The second is with process improvements. We have implemented these systems without thinking about how to redevelop or reimplement processes. This has led to the issue of data islands, because numerous customizations have given us unique data sets and unique collection methods that are not standardized or best practice, even amongst different implementations of the same Electronic Medical Record. We must continue the work on standardizing workflows and processes to allow for best practices and data collection methods.

This isn’t the 1980’s or 1990’s where you could pick up Visual Basic and write your own front end because it met your needs better. We have to get away from that mindset of customization. What we do when we allow this is to not accept that there may be a better way. We need to focus on best practices and standard work to truly allow interoperability and empower the CMIOs. We also need to avoid the tendency to build layers on top that reduce our ability to update, upgrade, or mitigate security risks through complexity.

While there has been significant talk, and numerous demonstration projects demonstrating the value of many newer technologies, there haven’t been corresponding pushes to address the trusted path or process improvements needed to make these implementations successful. Blockchain and Smart Contracts, in these cases, immortalize our decisions. Fast Health Interoperability Resources (FHIR) is just another API-based means to push data between systems without thinking about how it’s collected and stored. We just add another layer on top of the same core processes, and this lowers our expectations.

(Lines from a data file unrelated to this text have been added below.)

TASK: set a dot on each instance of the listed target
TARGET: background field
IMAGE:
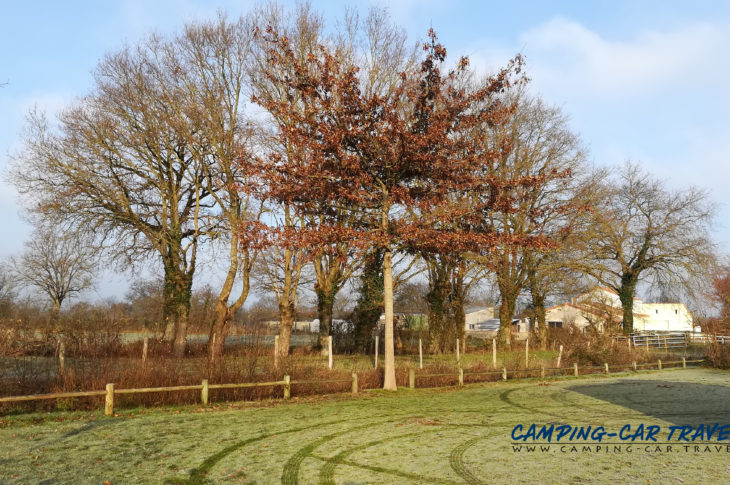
(437, 436)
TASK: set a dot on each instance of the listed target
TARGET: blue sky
(640, 80)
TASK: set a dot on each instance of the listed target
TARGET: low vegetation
(380, 437)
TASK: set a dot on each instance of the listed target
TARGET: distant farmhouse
(601, 307)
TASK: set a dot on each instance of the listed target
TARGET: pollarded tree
(59, 264)
(643, 230)
(542, 147)
(121, 163)
(375, 155)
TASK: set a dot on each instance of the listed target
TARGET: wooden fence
(703, 338)
(204, 387)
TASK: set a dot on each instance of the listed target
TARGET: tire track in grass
(327, 472)
(505, 396)
(290, 473)
(197, 475)
(456, 460)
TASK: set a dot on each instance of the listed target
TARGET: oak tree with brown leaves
(374, 156)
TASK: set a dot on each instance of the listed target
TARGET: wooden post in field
(376, 351)
(494, 353)
(276, 352)
(61, 357)
(204, 392)
(420, 354)
(145, 347)
(109, 400)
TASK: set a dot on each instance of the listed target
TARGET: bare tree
(543, 148)
(149, 161)
(643, 230)
(58, 264)
(7, 290)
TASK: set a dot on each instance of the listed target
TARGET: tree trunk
(457, 306)
(389, 380)
(538, 304)
(218, 333)
(436, 300)
(176, 299)
(286, 322)
(626, 295)
(370, 301)
(506, 312)
(223, 311)
(325, 304)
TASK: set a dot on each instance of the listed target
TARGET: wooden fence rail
(204, 387)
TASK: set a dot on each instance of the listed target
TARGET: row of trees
(354, 150)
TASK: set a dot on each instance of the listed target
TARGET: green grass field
(439, 436)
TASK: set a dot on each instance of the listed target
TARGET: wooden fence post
(276, 352)
(376, 351)
(420, 354)
(109, 400)
(61, 356)
(204, 392)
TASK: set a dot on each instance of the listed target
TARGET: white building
(667, 316)
(601, 306)
(473, 317)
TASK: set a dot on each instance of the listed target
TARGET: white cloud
(563, 54)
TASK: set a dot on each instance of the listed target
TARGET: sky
(641, 80)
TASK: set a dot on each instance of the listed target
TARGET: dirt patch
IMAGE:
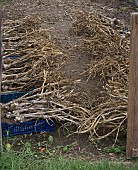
(57, 16)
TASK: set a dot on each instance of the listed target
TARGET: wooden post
(132, 125)
(1, 147)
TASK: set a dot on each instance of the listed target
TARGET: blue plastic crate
(27, 127)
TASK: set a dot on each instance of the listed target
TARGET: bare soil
(57, 16)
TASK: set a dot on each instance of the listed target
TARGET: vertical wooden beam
(1, 148)
(132, 125)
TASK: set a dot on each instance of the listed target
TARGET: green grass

If we’re going to be implementing these newer systems to facilitate interoperability and intelligent decision making, we need to scrutinize our data and acquisition processes. We need to make sure that the workflows that we use to generate them are secured, and that we use our Electronic Medical Records systems the intended way to store data starting at the process level. We need to be thinking of securing workflows and entire systems, not just about securing devices or individual pieces.

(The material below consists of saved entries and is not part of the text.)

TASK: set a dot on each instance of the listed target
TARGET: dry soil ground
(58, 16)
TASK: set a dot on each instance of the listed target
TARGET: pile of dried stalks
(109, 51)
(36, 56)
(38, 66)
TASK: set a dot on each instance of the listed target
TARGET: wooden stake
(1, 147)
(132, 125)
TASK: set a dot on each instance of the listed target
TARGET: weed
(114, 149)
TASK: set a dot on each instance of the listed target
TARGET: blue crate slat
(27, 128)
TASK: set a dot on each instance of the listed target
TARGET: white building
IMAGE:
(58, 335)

Back in 1985, the focus was more on how technology could improve our lives. We progressed on this front until Electronic Medical Records became ubiquitous. We need to focus on model standards, model processes, and better ways to accomplish tasks. This allows us to consistently apply security standards and practices. We need to do so to interoperate and provide consistent data to intelligent systems. The end goal is to have technology continue to help improve healthcare. However, to do so, we have to ditch the 1980’s mindset and focus on a collaborative future, as it won’t until we do.